Managing the Java DB 10.2 Project
By MortazaviBlog on Jun 22, 2006
Managing and leading the Java DB 10.2 project, which involves the coordination of Sun's contributions and involvement in the Apache / Derby 10.2 effort, has taught me some valuable lessons regarding medium size projects composed from large global distribution of resources and effort crossing national as well as firm boundaries.
To begin with, when some 25 highly talented, technical and professional people from Sun work full or part-time in three major time zones (San Francisco Bay Area, Bangalore, Trondheim), the project manager as well as many of the leads and participants have to split and extend some amount of their working hours among all these zones. (For example, this week while working from my brother's apartment in Wiesbaden, Germany, my own work day has extended most fully, spanning both the Bay Area and Trondheim and a good chunk of the time in Bangalore. When we first released our Java DB package for Mustang, we coordinated qualification, evaluation and anticipation of JDBC 4 API changes across all three geos. The sense, desire and volunterism for collaboration was astounding.)
There are always communication challenges and misunderstandings that demand various types of solutions. E-mail, instant messaging, regular conferences and 1-on-1s as well as small, task-oriented one-time meetings bring together our focused attention on the goals of the global project and the larger community. However, these are simply the basic elementaries with which the team begins in order to bridge the gaps, build concensus and create group purpose. Other means involve conferences and meetings (e.g. JavaOne and ApacheCon) which bring us together in closer proximity to intensify the dialogues and create a more effective conversation within the team. Interactions of the less formal and ordered type prove particularly useful. The more random type of engagement, when possible, has tremendous effect in increasing harmonization of the "vibrating team strings" in all dimensions: personalities, tasks, external contacts, mini team and short-lived task force engagements, etc.

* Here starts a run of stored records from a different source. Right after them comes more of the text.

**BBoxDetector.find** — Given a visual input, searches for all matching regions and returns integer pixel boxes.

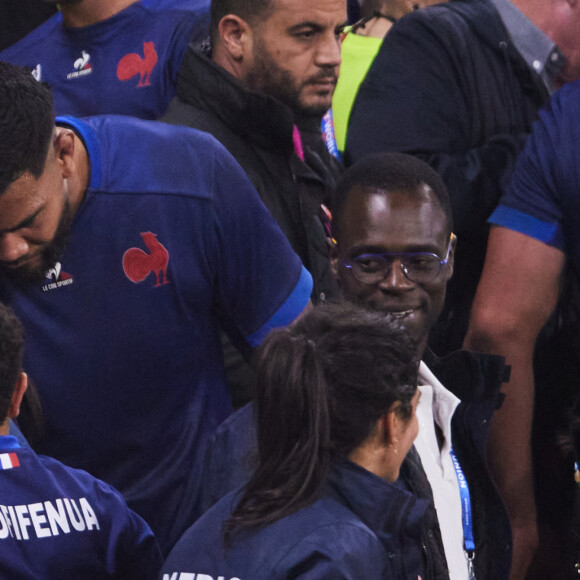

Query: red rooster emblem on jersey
[117,42,158,87]
[123,232,169,286]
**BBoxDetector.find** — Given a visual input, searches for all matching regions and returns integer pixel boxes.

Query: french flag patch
[0,453,20,469]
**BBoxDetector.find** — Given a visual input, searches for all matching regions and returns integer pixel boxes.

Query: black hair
[0,61,54,194]
[224,303,419,545]
[0,303,24,423]
[210,0,275,46]
[332,153,453,240]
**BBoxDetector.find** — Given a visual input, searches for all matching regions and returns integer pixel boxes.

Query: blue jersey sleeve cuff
[248,266,312,348]
[488,205,563,250]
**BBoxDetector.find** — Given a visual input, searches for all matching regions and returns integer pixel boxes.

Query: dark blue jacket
[163,461,427,580]
[202,351,512,580]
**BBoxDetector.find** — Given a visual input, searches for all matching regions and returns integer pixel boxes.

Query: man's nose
[0,232,29,262]
[379,258,415,291]
[316,31,340,72]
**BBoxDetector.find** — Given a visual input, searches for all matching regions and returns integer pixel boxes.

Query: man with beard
[162,0,346,406]
[163,0,346,308]
[0,0,209,119]
[0,63,312,551]
[199,153,511,580]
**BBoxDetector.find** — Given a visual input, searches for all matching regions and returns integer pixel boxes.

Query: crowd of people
[0,0,580,580]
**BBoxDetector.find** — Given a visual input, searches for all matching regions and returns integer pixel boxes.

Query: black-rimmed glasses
[342,234,455,284]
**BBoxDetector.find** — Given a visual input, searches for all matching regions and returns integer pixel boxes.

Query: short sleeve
[489,83,580,251]
[206,146,312,347]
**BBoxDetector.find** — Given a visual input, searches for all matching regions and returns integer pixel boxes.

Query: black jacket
[346,0,548,354]
[162,46,339,301]
[202,351,512,580]
[400,350,512,580]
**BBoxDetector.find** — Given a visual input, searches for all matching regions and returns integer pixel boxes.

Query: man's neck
[68,134,91,215]
[60,0,138,28]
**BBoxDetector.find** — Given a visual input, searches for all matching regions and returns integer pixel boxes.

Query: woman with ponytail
[163,304,425,580]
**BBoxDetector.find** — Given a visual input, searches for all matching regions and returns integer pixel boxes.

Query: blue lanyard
[449,449,475,580]
[321,109,340,161]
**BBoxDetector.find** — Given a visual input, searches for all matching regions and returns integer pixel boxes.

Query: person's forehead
[339,188,447,247]
[267,0,347,28]
[0,173,45,231]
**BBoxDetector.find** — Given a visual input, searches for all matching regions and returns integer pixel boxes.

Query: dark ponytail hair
[224,303,418,544]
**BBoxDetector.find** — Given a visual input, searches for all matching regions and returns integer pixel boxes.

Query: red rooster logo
[117,42,158,87]
[123,232,169,286]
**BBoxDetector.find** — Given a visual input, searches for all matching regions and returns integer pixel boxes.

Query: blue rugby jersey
[0,117,312,551]
[0,435,161,580]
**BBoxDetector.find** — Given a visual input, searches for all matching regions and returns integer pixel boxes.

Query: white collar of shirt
[415,362,468,580]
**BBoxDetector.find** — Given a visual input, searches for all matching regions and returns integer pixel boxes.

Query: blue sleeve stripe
[488,205,562,248]
[56,115,101,189]
[248,266,312,348]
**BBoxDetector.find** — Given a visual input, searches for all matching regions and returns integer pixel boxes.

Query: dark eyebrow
[0,205,44,234]
[334,20,349,34]
[339,244,439,256]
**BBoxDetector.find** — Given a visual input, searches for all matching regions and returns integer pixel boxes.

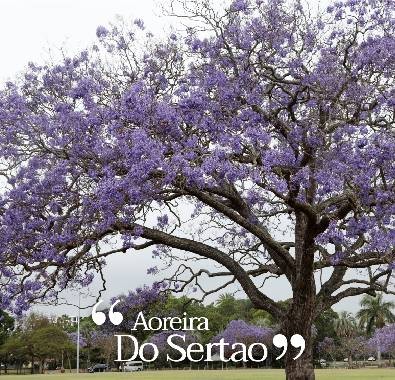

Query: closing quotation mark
[92,300,123,326]
[273,334,306,360]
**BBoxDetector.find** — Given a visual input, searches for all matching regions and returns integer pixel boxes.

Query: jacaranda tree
[0,0,395,379]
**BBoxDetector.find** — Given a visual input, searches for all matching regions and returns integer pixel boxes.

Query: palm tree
[357,294,395,360]
[334,311,358,368]
[357,294,395,335]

I've seen how people invited to a large room, in one of our global meetings or conferences, meander about to engage in conversations with many of their colleagues generating subtle but lasting effects on the project.
When it comes to the wider team of people who collaborate, on a larger scale, with various functions such as management, engineering, marketing, sustaining and support, the project demands a more formal and broad-based weekly meeting in which the team properly handles and swiftly generates and dispatches necessary action items on the path to successful coordination. The ultimate goal are the deliveries of the project and a quality release.
When this happens, the sense of elation and team accomplishment produces the greatest, most fulfilling rewards for everyone involved, and those who have sat by the wayside either miss the opportunity to be part of it or mistake what is going on for some sort of cult feeling, which it is not. Full engagement in the work of the team and the community becomes necessary in order to understand its work and to appreciate and partake of its accomplishments. It is wonderful and most rewarding to see this when it happens.
The ideal team works like a watch. Conflicts are resolved and lines of communications are clearly set. Perhaps, no place other than a battle field, the proper placement of these lines of communications within the organization are more important than we see in a global project of appreciable size involving more than a couple of dozen people and interacting with even a larger community that goes beyond the members drawn from one's own firm.
The challenges of the open source environment are only matched by the rewards offered by the whole community engaged in veting and examining one's own biases and intentions as well as reaching out to offer help and share knowledge.
Sharing is economically valuable because of the "excess" intellectual powerhouse that exists in all organizations.
In many industries, the high-tech firm has stopped being the absolute work boundary because no firm can fully and optimally deploy the complete impact of its employed intellectual powerhouse due to cognitive limitations of the form noted by transaction cost economists--limitations that have to do with coordination of complex projects and activities, as these activities grow in their intensity, depth of intellectual requirement and fullness of impact.
The sharing environment of the "open source" movement literally brings to life that "excess" capacity that is only "excess" because within the boundaries of the firm it lacks the complete opportunities offered in a larger-than-any-firm community context that can increase and multiply the value of that intellecutal capacity.